“Proof! I'd take my own affidavit of it. You see it is reasonable, and what I had a right to expect. Everything tends to confirm it. Between ourselves, I had quite $2000 of debt; and yet, you see, the good lady did not leave me a dollar to pay even my honest creditors; a circumstance that so pious a woman, and one who made so edifying an end, would never think of doing, without ulterior views. Considering Lucy as my trustee, explains the whole thing.”

“I thought Mrs. Bradfort made you an allowance, Rupert; some $600 a year, besides keeping you in her own house?”

“A thousand-but, what is $1000 a year to a fashionable man, in a town like this. First and last, the excellent old lady, gave me about $5000, all of which confirms the idea, that, at the bottom, she intended me for her heir. What woman in her senses, would think of giving $5000 to a relative to whom she did not contemplate giving more? The thing is clear on its face, and I should certainly go into chancery, with anybody but Lucy.”

“And Lucy?—what says she to your views on the subject of Mrs. Bradfort's intentions?”

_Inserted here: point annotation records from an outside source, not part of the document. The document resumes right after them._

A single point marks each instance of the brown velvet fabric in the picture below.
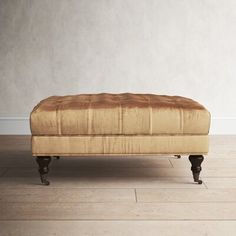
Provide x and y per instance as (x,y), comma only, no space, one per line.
(119,114)
(119,145)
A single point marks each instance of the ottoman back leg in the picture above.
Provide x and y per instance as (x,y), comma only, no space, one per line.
(43,163)
(196,168)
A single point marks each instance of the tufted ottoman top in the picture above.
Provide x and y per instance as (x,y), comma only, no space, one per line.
(119,114)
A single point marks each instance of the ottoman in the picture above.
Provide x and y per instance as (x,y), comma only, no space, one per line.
(119,124)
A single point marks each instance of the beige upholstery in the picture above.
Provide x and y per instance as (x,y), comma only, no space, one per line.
(116,124)
(118,145)
(115,114)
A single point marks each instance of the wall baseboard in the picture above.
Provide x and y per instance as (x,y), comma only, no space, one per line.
(20,125)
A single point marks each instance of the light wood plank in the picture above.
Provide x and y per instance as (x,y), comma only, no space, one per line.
(220,183)
(122,211)
(118,228)
(125,172)
(66,195)
(208,163)
(99,182)
(185,195)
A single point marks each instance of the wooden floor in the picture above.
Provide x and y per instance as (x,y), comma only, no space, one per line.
(117,195)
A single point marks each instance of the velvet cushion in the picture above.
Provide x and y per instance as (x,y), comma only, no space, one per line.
(119,114)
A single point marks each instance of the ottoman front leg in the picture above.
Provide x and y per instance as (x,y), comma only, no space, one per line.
(43,163)
(196,168)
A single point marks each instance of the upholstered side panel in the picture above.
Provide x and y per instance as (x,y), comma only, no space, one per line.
(119,145)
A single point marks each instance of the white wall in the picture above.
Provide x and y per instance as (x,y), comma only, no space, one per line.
(57,47)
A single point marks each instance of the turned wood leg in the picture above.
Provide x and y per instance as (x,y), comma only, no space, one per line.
(196,168)
(43,163)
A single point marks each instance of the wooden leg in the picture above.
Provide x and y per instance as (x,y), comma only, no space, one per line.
(43,163)
(196,168)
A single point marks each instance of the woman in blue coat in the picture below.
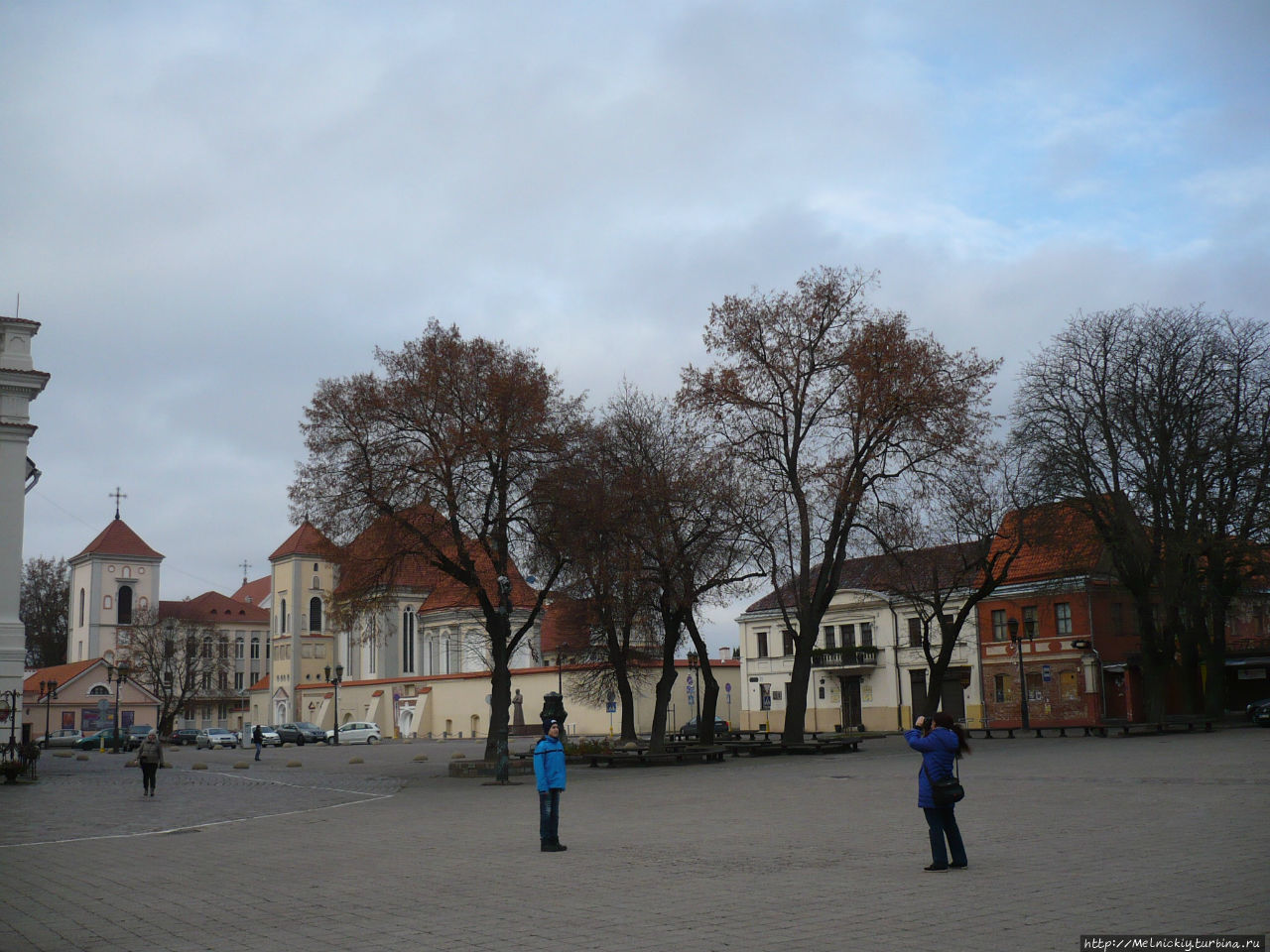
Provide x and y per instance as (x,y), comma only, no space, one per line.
(940,744)
(549,771)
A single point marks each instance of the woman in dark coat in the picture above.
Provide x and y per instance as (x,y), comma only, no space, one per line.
(940,744)
(150,757)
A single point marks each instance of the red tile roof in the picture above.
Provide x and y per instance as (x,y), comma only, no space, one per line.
(118,539)
(254,592)
(384,555)
(307,539)
(62,673)
(567,624)
(212,607)
(1058,538)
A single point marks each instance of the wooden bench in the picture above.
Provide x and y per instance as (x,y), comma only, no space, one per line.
(677,753)
(1171,722)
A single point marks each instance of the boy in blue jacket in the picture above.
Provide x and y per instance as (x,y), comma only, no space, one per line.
(549,771)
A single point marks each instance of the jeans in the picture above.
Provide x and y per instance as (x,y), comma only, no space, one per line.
(549,815)
(943,823)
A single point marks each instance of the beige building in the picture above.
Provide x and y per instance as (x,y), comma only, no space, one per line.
(867,664)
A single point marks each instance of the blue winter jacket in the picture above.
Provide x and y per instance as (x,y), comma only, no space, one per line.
(549,765)
(939,751)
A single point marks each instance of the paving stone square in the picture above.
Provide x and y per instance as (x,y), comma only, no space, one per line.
(1066,837)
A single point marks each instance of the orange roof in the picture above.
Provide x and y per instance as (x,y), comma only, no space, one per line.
(307,539)
(386,553)
(254,592)
(117,538)
(1058,538)
(212,607)
(62,673)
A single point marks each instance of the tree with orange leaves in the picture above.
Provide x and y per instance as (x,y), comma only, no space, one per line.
(443,452)
(828,399)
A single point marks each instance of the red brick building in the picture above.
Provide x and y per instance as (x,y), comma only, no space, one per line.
(1061,589)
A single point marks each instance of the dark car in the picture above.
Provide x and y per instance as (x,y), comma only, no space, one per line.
(136,734)
(302,733)
(102,739)
(690,729)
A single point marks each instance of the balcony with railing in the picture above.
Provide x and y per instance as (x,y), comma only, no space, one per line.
(862,656)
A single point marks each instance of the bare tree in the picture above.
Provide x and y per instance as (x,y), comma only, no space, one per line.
(590,509)
(44,606)
(1157,421)
(826,399)
(949,540)
(690,522)
(181,661)
(444,452)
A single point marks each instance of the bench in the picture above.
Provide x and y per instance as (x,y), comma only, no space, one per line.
(1171,722)
(643,756)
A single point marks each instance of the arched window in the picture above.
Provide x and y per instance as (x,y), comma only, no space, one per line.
(408,642)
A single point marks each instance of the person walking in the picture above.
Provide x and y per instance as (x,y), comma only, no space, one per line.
(549,771)
(150,758)
(940,744)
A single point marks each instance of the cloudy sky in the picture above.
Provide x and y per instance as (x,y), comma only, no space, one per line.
(212,206)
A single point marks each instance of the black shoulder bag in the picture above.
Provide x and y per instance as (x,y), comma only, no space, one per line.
(948,789)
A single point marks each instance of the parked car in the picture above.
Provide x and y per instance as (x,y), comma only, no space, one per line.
(102,738)
(357,733)
(213,738)
(270,737)
(64,738)
(300,733)
(690,729)
(136,734)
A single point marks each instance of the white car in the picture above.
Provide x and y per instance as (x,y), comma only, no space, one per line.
(216,738)
(60,739)
(357,733)
(268,738)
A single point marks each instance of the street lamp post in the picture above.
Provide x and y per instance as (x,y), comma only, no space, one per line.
(50,690)
(1012,626)
(335,682)
(694,671)
(9,702)
(119,673)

“Why, you have some acquaintance with Lucy—used to be intimate with her, as one might say, when children, and know something of her character”—This to me, who fairly worshipped the earth on which the dear girl trod!—“She never indulges in professions, and likes to take people by surprise, when she contemplates doing them a service—” this was just as far from Lucy's natural and honest mode of dealing, as it was possible to be—“and, so, she has been as mum as one who has lost the faculty of speech. However, she never speaks of her affairs to others; that is a good sign, and indicates an intention to consider herself as my trustee; and, what is better still, and more plainly denotes what her conscience dictates in the premises, she has empowered her father to pay all my debts; the current income and loose cash, being at her disposal, at once. It would have been better had she given me the money, to satisfy these creditors with it, for I knew which had waited the longest, and were best entitled to receive the dollars at once; but, it's something to have all their receipts in my pocket, and to start fair again. Thank Heaven, that much is already done. To do Lucy justice, moreover, she allows me $1500 a year, ad interim. Now, Miles, I've conversed with you, as with an old friend, and because I knew my father would tell you the whole, when you get up to Clawbonny; but you will take it all in strict confidence. It gives a fashionable young fellow so silly an air, to be thought dependent on a sister; and she three years younger than himself! So I have hinted the actual state of the case, round among my friends; but, it is generally believed that I am in possession already, and that Lucy is dependent on me, instead of my being dependent on her. The idea, moreover, is capital for keeping off fortune-hunters, as you will see at a glance.”

“And will the report satisfy a certain Mr. Andrew Drewett?” I asked, struggling to assume a composure I was far from feeling. “He was all attention when I sailed, and I almost expected to hear there was no longer a Lucy Hardinge.”

“To tell you the truth, Miles, I thought so, too, until the death of Mrs. Bradfort. The mourning, however, most opportunely came to put a stop to anything of the sort, were it even contemplated. It would be so awkward, you will understand, to have a brother-in-law before everything is settled, and the trust is accounted for. Au reste—I am very well satisfied with Andrew, and let him know I am his friend; he is well connected; fashionable; has a pretty little fortune; and, as I sometimes tell Lucy, that he is intended for her, as Mrs. Bradfort, no doubt, foresaw, inasmuch as his estate, added to just one-third of that of our dear departed cousin, would just make up the present income. On my honour, now, I do not think the difference would be $500 per annum.”

“And how does your sister receive your hints?”

“Oh! famously—just as all girls do, you know. She blushes, and sometimes she looks vexed; then she smiles, and puts up her lip, and says 'Nonsense!' and 'What folly!' 'Rupert, I'm surprised at you!' and all that sort of stuff, which deceives nobody, you'll understand, not even her poor, simple, silly brother. But, Miles, I must quit you now, for I have an engagement to accompany a party to the theatre, and was on my way to join them when we met. Cooper plays, and you know what a lion he is; one would not wish to lose a syllable of his Othello.”

“Stop, Rupert—one word more before we part. From your conversation, I gather that the Mertons are still here?”